Looking at pdffonts from xpdf-tools you see that for Ghostscript (Temp0.pdf) the fonts are embedded but also Subsetted and Unicode.
According to the official PDF specs, embedded subset codes need to be proceeded by 6 random character followed by a + sign.
The fonts in Temp1.pdf from SynPdf are not marked as subset (and are also not embedded as unicode).
5.5.3 Font Subsets
PDF 1.1 permits documents to include subsets of Type 1 and TrueType fonts. The font and font descriptor that describe a font subset are slightly different from those of ordinary fonts. These differences allow an application to recognize font subsets and to merge documents containing different subsets of the same font. (For more information on font descriptors, see Section 5.7, “Font Descriptors.”) For a font subset, the PostScript name of the font —the value of the font’s BaseFont entry and the font descriptor’s FontName entry— begins with a tag followed by a plus sign (+). The tag consists of exactly six uppercase letters; the choice of letters is arbitrary, but different subsets in the same PDF file must have different tags. For example, EOODIA+Poetica is the name of a subset of Poetica®, a Type 1 font. (See implementation note 63 in Appendix H.)

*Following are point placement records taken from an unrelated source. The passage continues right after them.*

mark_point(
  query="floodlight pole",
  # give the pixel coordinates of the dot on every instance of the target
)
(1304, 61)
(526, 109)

https://ghostscript.com/~robin/pdf_reference17.pdf
This one is from ghostscript:
S:\pdfs\xpdf-tools-win-4.02\bin32>pdffonts -loc c:\temp\Test0.pdf
name type emb sub uni prob object ID location
---------------------------------------------- ----------------- --- --- --- ---- --------- --------
RDZRPI+Code128 TrueType yes yes yes 12 0 embedded
UFQSLH+KIXBarcode TrueType yes yes yes 14 0 embedded
ZRSKVS+SegoeScript TrueType yes yes yes 16 0 embedded
UFQSLH+Tahoma TrueType yes yes yes 8 0 embedded
RDZRPI+Code3de9 TrueType yes yes yes 10 0 embedded
This one is from SynPdf (note the "no" in the sub column, and in Adobe reader there is also no Subset keyword):
S:\pdfs\xpdf-tools-win-4.02\bin32>pdffonts -loc c:\temp\Test1.pdf
name type emb sub uni prob object ID location
---------------------------------------------- ----------------- --- --- --- ---- --------- --------
Tahoma TrueType no no no 6 0 external: C:\WINDOWS\Fonts\tahoma.ttf
Code3de9 TrueType yes no no 8 0 embedded
Code128 TrueType yes no no 10 0 embedded
KIXBarcode TrueType yes no no 12 0 embedded
SegoeScript TrueType yes no no 14 0 embedded
So I hacked the code a little to add the random characters. Of course they should not collide with other fonts and I haven't implemented that but with this code they do show as Subset.
var
Prefix: AnsiString;
//...
if CreateFontPackage(pointer(ttf),ttfSize,
SubSetData,SubSetMem,SubSetSize,
usFlags,ttcIndex,TTFMFP_SUBSET,0,
TTFCFP_MS_PLATFORMID,TTFCFP_DONT_CARE,
pointer(Used.Values),Used.Count,
@lpfnAllocate,@lpfnReAllocate,@lpfnFree,nil)=0 then begin
// subset was created successfully -> save to PDF file
SetString(ttf,SubSetData,SubSetSize);
FreeMem(SubSetData);
// CleanUpSubsetTTFTables(TTF); // working on this, see future topic
//---------
Prefix := '';
if System.RandSeed = 0 then Randomize; // only call when needed
for i := 1 to 6 do Prefix := Prefix + Chr(65 + Random(26));
Prefix := Prefix + '+';
if fFontDescriptor.ValueByName('FontName') <> nil then
TPdfName(fFontDescriptor.ValueByName('FontName')).Value := Prefix + TPdfName(fFontDescriptor.ValueByName('FontName')).Value;
if Data.ValueByName('BaseFont') <> nil then
TPdfName(Data.ValueByName('BaseFont')).Value := Prefix + TPdfName(Data.ValueByName('BaseFont')).Value;
//---------
end;
Result (Adobe reader also shows it correctly now):
S:\pdfs\xpdf-tools-win-4.02\bin32>pdffonts -loc "c:\temp\test3.pdf"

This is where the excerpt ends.